Edit: Thanks for InterstellarProbe's answer. Here is a similar solution which is implemented with memo dfs. And its time complexity is $O(c^2*nr*nw*nb)$ where $c$ is the number of color and $nr$ is the number of red balls and so on.
from functools import lru_cache
from math import factorial
@lru_cache(None)
def dfs(c, nr, nw, nb):
tr, tw, tb = sorted([nr, nw, nb], reverse=True)
if tr - 1 > tw + tb: return 0
if tr - 1 == tw + tb: return factorial(tw+tb) // factorial(tw) // factorial(tb)
if c == 'W': nr, nw = nw, nr
if c == 'B': nr, nb = nb, nr
return dfs('W', nr, nw-1, nb) + dfs('B', nr, nw, nb-1)
def main(nr, nw, nb):
return dfs('R', nr-1, nw, nb) + dfs('W', nr, nw-1, nb) + dfs('B', nr, nw, nb-1)
print(main(5, 6, 7))
I will give a hint, but not a complete answer.
Let $f(R,W,B)$ be the number of ways to order $R$ red balls, $W$ white balls, and $B$ black balls so that no two adjacent balls are of the same color.
Let $f(R,W,B;\text{Red})$ be the number of ways to order $R$ red balls, $W$ white balls, and $B$ black balls so that the first ball is Red.
Similarly for $f(R,W,B;\text{White})$ and $f(R,W,B;\text{Black})$.
We will try to build a recurrence relation.

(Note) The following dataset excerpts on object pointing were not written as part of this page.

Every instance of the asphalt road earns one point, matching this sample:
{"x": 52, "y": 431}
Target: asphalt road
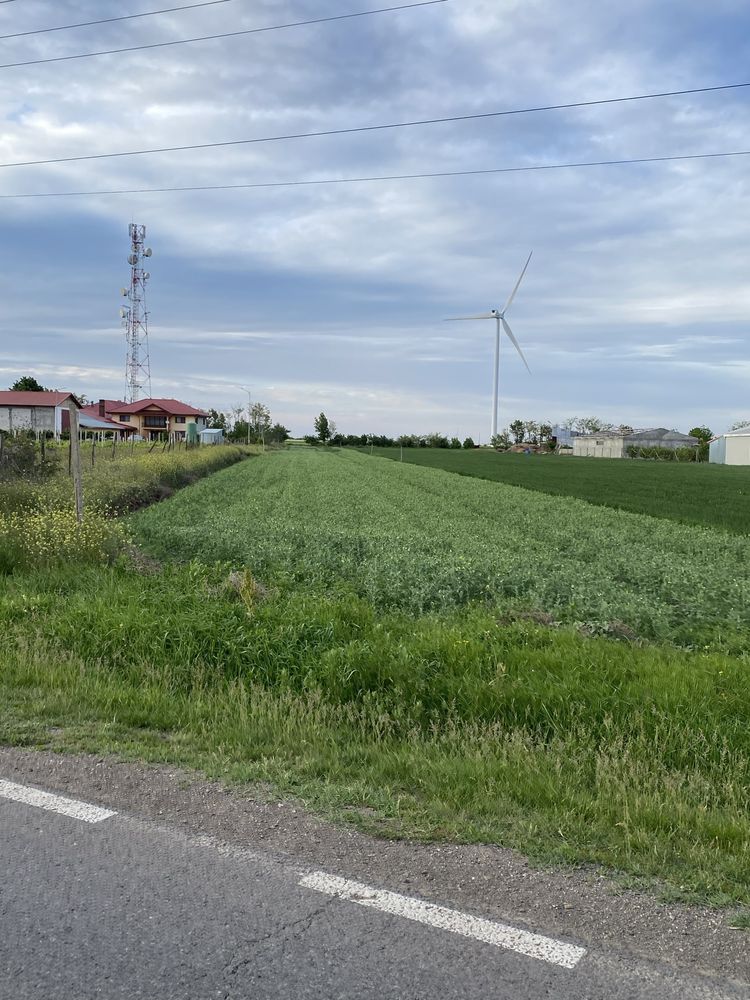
{"x": 126, "y": 907}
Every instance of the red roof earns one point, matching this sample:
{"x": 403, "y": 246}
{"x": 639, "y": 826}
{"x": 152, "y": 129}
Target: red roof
{"x": 172, "y": 406}
{"x": 11, "y": 398}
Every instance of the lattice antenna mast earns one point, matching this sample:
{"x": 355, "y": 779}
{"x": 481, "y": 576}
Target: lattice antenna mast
{"x": 135, "y": 319}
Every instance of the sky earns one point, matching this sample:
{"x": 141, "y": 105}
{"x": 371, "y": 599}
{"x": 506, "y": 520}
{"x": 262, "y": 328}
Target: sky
{"x": 636, "y": 303}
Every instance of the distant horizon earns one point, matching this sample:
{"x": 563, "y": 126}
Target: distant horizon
{"x": 635, "y": 306}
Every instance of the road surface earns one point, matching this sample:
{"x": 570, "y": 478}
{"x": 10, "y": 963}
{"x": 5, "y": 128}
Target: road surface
{"x": 96, "y": 901}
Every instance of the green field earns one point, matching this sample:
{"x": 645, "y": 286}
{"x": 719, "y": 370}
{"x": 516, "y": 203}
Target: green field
{"x": 715, "y": 495}
{"x": 419, "y": 653}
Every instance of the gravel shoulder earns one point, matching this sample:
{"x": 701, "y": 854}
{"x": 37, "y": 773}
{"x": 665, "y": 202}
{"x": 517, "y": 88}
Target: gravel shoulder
{"x": 495, "y": 882}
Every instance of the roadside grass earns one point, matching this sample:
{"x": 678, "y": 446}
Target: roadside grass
{"x": 120, "y": 480}
{"x": 38, "y": 526}
{"x": 443, "y": 726}
{"x": 717, "y": 496}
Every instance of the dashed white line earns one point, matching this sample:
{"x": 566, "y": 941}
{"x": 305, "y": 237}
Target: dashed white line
{"x": 54, "y": 803}
{"x": 488, "y": 931}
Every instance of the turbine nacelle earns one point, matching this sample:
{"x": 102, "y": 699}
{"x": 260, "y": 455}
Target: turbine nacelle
{"x": 499, "y": 316}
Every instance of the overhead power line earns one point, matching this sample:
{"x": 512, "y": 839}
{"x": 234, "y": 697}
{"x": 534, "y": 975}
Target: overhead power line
{"x": 110, "y": 20}
{"x": 384, "y": 177}
{"x": 375, "y": 128}
{"x": 225, "y": 34}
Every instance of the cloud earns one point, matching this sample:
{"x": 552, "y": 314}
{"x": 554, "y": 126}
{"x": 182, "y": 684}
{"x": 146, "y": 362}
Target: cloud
{"x": 347, "y": 286}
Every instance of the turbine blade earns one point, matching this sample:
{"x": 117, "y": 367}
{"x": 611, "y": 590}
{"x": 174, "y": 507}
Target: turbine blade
{"x": 515, "y": 343}
{"x": 455, "y": 319}
{"x": 513, "y": 293}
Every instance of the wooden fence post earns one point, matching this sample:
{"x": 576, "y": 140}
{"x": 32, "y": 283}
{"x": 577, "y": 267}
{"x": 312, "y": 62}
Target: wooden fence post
{"x": 75, "y": 461}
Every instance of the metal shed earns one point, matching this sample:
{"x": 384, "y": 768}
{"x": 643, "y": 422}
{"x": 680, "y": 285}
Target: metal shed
{"x": 732, "y": 448}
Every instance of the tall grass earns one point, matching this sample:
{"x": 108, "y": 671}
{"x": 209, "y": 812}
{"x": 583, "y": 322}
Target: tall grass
{"x": 451, "y": 725}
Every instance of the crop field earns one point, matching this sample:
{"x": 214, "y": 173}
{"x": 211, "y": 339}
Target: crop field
{"x": 38, "y": 526}
{"x": 714, "y": 495}
{"x": 420, "y": 540}
{"x": 420, "y": 653}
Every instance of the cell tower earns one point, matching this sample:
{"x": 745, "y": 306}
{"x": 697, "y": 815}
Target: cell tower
{"x": 135, "y": 319}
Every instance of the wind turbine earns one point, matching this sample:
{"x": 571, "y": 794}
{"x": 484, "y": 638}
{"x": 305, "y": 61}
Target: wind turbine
{"x": 499, "y": 317}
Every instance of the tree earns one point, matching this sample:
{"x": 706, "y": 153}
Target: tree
{"x": 545, "y": 431}
{"x": 278, "y": 434}
{"x": 518, "y": 429}
{"x": 322, "y": 428}
{"x": 217, "y": 420}
{"x": 260, "y": 421}
{"x": 27, "y": 383}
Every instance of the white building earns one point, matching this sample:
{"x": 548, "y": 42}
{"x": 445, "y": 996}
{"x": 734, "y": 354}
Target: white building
{"x": 38, "y": 412}
{"x": 732, "y": 448}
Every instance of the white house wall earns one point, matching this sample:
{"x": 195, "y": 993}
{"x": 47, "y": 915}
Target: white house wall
{"x": 738, "y": 450}
{"x": 27, "y": 418}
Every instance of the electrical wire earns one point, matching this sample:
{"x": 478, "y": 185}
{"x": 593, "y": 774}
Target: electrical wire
{"x": 386, "y": 177}
{"x": 375, "y": 128}
{"x": 110, "y": 20}
{"x": 225, "y": 34}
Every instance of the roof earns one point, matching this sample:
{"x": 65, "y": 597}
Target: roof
{"x": 10, "y": 397}
{"x": 89, "y": 422}
{"x": 110, "y": 406}
{"x": 171, "y": 406}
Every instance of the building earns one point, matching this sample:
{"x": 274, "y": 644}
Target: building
{"x": 212, "y": 435}
{"x": 38, "y": 412}
{"x": 562, "y": 437}
{"x": 615, "y": 444}
{"x": 732, "y": 448}
{"x": 605, "y": 444}
{"x": 157, "y": 418}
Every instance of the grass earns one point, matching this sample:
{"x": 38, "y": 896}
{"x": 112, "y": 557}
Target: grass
{"x": 717, "y": 496}
{"x": 38, "y": 526}
{"x": 445, "y": 726}
{"x": 420, "y": 540}
{"x": 309, "y": 634}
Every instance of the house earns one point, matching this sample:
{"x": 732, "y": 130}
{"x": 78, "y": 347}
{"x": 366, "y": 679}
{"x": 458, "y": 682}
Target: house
{"x": 96, "y": 420}
{"x": 157, "y": 418}
{"x": 212, "y": 435}
{"x": 732, "y": 448}
{"x": 615, "y": 444}
{"x": 38, "y": 412}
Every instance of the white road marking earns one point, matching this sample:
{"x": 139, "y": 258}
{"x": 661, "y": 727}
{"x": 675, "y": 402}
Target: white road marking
{"x": 488, "y": 931}
{"x": 54, "y": 803}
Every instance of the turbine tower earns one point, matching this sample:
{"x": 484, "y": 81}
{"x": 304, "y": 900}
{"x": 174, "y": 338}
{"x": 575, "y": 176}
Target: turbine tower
{"x": 499, "y": 316}
{"x": 135, "y": 319}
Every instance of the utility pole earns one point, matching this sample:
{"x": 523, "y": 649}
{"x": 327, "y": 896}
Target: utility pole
{"x": 134, "y": 318}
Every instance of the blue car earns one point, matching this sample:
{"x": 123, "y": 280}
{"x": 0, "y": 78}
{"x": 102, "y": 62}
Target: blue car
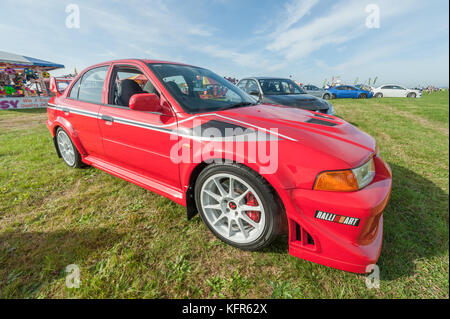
{"x": 348, "y": 91}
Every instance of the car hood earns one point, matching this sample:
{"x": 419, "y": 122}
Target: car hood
{"x": 322, "y": 133}
{"x": 304, "y": 101}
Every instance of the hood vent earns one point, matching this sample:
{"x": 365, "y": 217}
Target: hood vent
{"x": 320, "y": 122}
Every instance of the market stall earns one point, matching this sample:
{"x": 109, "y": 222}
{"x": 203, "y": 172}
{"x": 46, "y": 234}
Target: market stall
{"x": 23, "y": 81}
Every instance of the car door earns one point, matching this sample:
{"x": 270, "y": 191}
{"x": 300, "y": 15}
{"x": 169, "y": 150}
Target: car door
{"x": 253, "y": 89}
{"x": 136, "y": 140}
{"x": 242, "y": 84}
{"x": 81, "y": 107}
{"x": 350, "y": 92}
{"x": 341, "y": 92}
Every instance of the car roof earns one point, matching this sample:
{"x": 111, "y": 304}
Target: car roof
{"x": 147, "y": 61}
{"x": 263, "y": 78}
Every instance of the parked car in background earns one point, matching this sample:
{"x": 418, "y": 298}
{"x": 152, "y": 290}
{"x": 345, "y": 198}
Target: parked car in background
{"x": 348, "y": 91}
{"x": 364, "y": 87}
{"x": 392, "y": 90}
{"x": 281, "y": 91}
{"x": 316, "y": 91}
{"x": 316, "y": 176}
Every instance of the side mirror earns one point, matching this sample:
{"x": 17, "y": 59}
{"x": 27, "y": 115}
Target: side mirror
{"x": 148, "y": 102}
{"x": 53, "y": 86}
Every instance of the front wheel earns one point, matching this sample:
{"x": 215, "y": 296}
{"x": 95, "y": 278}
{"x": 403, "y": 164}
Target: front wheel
{"x": 67, "y": 149}
{"x": 238, "y": 206}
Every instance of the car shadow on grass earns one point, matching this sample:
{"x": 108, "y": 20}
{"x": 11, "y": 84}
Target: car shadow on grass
{"x": 30, "y": 261}
{"x": 29, "y": 111}
{"x": 415, "y": 224}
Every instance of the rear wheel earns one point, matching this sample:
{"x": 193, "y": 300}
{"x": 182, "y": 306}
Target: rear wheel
{"x": 238, "y": 206}
{"x": 67, "y": 150}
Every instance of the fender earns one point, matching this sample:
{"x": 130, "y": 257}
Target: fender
{"x": 62, "y": 122}
{"x": 189, "y": 173}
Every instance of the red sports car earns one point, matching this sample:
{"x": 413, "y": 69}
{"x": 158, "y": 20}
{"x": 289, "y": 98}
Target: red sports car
{"x": 251, "y": 170}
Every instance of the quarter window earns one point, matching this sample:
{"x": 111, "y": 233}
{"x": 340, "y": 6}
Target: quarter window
{"x": 252, "y": 86}
{"x": 74, "y": 91}
{"x": 242, "y": 84}
{"x": 91, "y": 86}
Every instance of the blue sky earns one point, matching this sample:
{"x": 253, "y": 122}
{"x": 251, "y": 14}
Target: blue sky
{"x": 310, "y": 40}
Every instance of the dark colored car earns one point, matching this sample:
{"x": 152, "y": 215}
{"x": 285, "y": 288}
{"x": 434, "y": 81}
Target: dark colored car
{"x": 281, "y": 91}
{"x": 351, "y": 92}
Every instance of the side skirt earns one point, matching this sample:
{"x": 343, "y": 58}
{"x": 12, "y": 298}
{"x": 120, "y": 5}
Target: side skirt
{"x": 174, "y": 194}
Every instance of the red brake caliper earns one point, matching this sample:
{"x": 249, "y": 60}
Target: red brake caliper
{"x": 251, "y": 201}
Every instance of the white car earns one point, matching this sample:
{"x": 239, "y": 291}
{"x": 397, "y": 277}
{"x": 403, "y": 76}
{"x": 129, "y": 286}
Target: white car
{"x": 395, "y": 91}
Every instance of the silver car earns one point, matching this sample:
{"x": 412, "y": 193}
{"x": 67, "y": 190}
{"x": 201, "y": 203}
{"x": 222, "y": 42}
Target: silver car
{"x": 314, "y": 90}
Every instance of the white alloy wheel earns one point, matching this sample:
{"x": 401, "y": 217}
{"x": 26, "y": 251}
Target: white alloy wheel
{"x": 232, "y": 208}
{"x": 66, "y": 148}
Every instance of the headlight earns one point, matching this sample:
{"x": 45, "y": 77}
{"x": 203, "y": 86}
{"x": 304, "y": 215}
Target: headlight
{"x": 346, "y": 180}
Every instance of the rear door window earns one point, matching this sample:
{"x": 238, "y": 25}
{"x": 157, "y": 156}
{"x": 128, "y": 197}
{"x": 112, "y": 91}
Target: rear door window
{"x": 91, "y": 86}
{"x": 74, "y": 91}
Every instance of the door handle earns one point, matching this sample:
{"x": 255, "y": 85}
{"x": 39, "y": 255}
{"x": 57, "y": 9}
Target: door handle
{"x": 107, "y": 118}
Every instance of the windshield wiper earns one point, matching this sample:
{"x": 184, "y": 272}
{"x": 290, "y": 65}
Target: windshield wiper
{"x": 240, "y": 104}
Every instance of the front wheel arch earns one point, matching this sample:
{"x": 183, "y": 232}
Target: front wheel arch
{"x": 277, "y": 215}
{"x": 191, "y": 204}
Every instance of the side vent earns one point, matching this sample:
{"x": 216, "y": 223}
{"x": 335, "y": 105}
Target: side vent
{"x": 301, "y": 237}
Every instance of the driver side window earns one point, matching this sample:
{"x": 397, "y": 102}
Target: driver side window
{"x": 127, "y": 81}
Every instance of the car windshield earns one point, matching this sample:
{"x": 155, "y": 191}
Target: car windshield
{"x": 280, "y": 87}
{"x": 199, "y": 90}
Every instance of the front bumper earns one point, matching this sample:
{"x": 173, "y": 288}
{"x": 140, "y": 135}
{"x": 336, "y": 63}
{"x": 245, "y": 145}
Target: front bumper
{"x": 337, "y": 244}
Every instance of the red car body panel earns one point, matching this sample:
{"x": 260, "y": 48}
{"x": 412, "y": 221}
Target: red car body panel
{"x": 136, "y": 146}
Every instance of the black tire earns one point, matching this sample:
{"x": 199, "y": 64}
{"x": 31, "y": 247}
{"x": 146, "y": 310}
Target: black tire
{"x": 275, "y": 220}
{"x": 76, "y": 163}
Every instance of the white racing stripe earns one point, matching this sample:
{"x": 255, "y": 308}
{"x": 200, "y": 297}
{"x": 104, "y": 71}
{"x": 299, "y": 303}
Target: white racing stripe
{"x": 162, "y": 128}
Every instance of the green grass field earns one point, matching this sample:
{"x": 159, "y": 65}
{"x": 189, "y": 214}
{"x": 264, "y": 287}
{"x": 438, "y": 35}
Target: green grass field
{"x": 131, "y": 243}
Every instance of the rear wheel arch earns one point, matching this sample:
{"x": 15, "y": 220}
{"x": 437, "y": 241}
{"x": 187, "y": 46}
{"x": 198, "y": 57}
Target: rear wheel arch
{"x": 65, "y": 125}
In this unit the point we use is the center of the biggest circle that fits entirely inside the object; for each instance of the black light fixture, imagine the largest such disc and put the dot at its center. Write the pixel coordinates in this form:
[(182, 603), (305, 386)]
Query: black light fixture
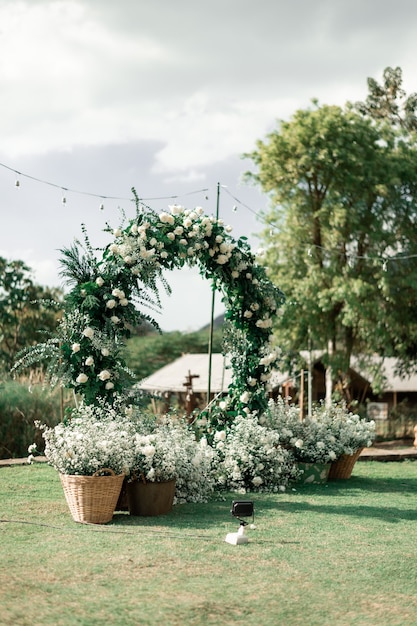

$$f(R,W,B) = f(R,W,B;\text{Red})+f(R,W,B;\text{White})+f(R,W,B;\text{Black})$$
Let's try to break down each number further. If a sequence starts with red, then the balls after it must be a valid sequence of balls with one fewer red. However, it cannot start with red. This gives us the following three formulas:
$$f(R,W,B;\text{Red}) = f(R-1,W,B)-f(R-1,W,B;\text{Red})$$ $$f(R,W,B;\text{White}) = f(R,W-1,B)-f(R,W-1,B;\text{White})$$ $$f(R,W,B;\text{Black}) = f(R,W,B-1)-f(R,W,B-1;\text{Black})$$
And the following boundary conditions:
$$f(0,W,B) = \begin{cases}0, & |W-B|>1 \\ 1, & |W-B|=1 \\ 2, & |W-B|=0\end{cases}$$
and similarly for $f(R,0,B)$ and $f(R,W,0)$.
$$f(0,W,B;\text{Red}) = 0, f(R,0,B;\text{White}) = 0, f(R,W,0;\text{Black})=0$$
These four formulas give the recurrence relations that can be used to solve the problem. See what you can do with this (or another approach). If you still need help, get back to us and we can assist further.
Edit: Using an Excel program to evaluate this, I get $f(5,6,7) = 31632$.
Edit #2: Using this link: Permutations Calculator I got the same amount (31632).